Wednesday, January 27, 2010

11 Minute Superbowl?

Over the past two weeks I watched more football than I've watched over the past ten years and now it seems I saw even less than I thought. This can be filed under "useless data" but it's a very suprising stat nonetheless.

From the Wall Street Journal...
According to a Wall Street Journal study of four recent broadcasts, and similar estimates by researchers, the average amount of time the ball is in play on the field during an NFL game is about 11 minutes.

In other words, if you tally up everything that happens between the time the ball is snapped and the play is whistled dead by the officials, there's barely enough time to prepare a hard-boiled egg.

So what do the networks do with the other 174 minutes in a typical broadcast?

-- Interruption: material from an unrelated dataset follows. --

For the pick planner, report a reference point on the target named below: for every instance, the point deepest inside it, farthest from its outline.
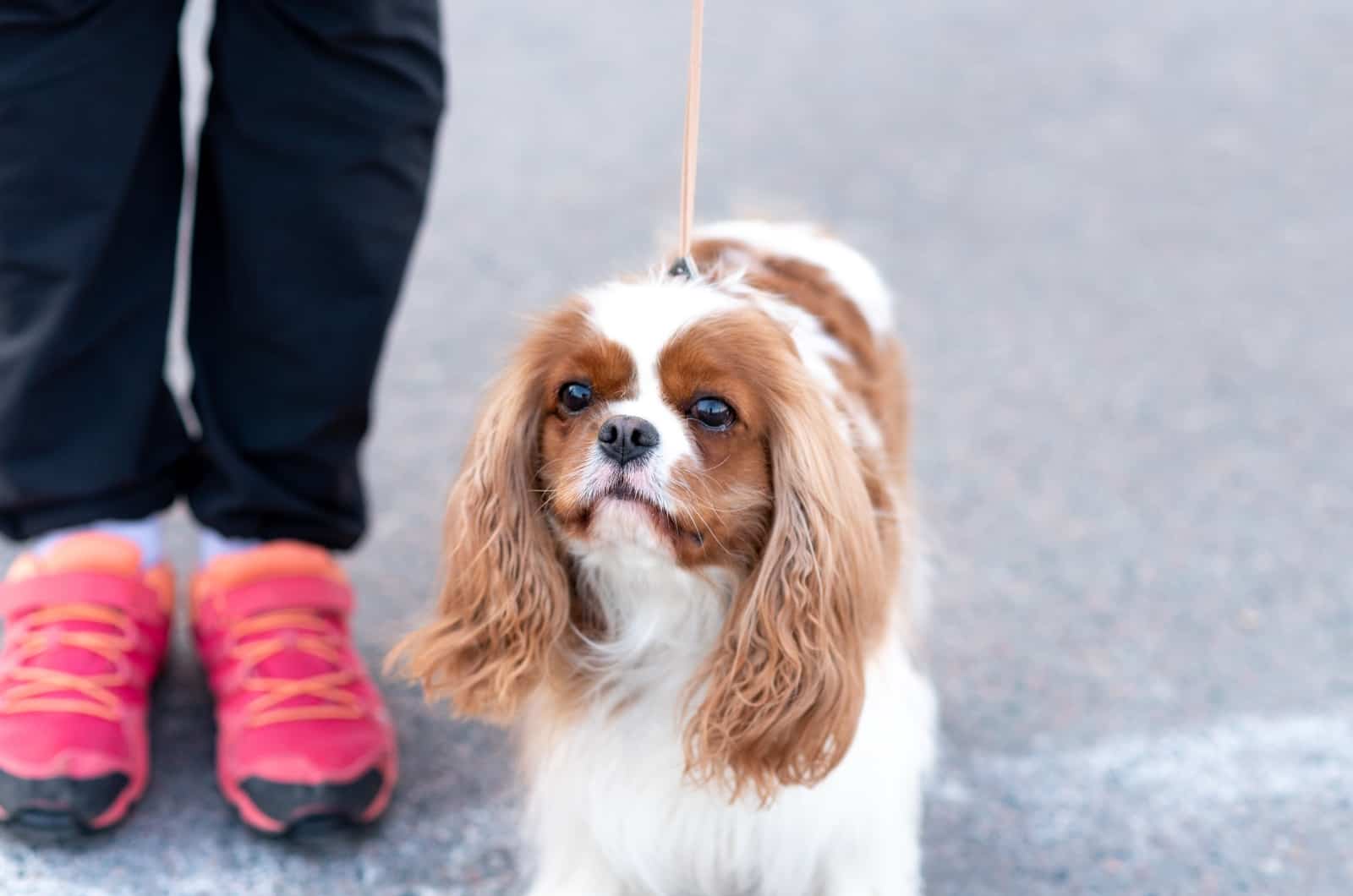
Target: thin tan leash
(690, 142)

Not surprisingly, commercials take up about an hour. As many as 75 minutes, or about 60% of the total air time, excluding commercials, is spent on shots of players huddling, standing at the line of scrimmage or just generally milling about between snaps. While the network announcers showed up on screen for just 30 seconds, shots of the head coaches and referees took up about 7% of the average show.

A regulation NFL game consists of four quarters of 15 minutes each, but because the typical play only lasts about four seconds, the ratio of inaction to action is approximately 10 to 1.

If they could make a DVR that only records the playing time I'd watch a game every week, maybe even two.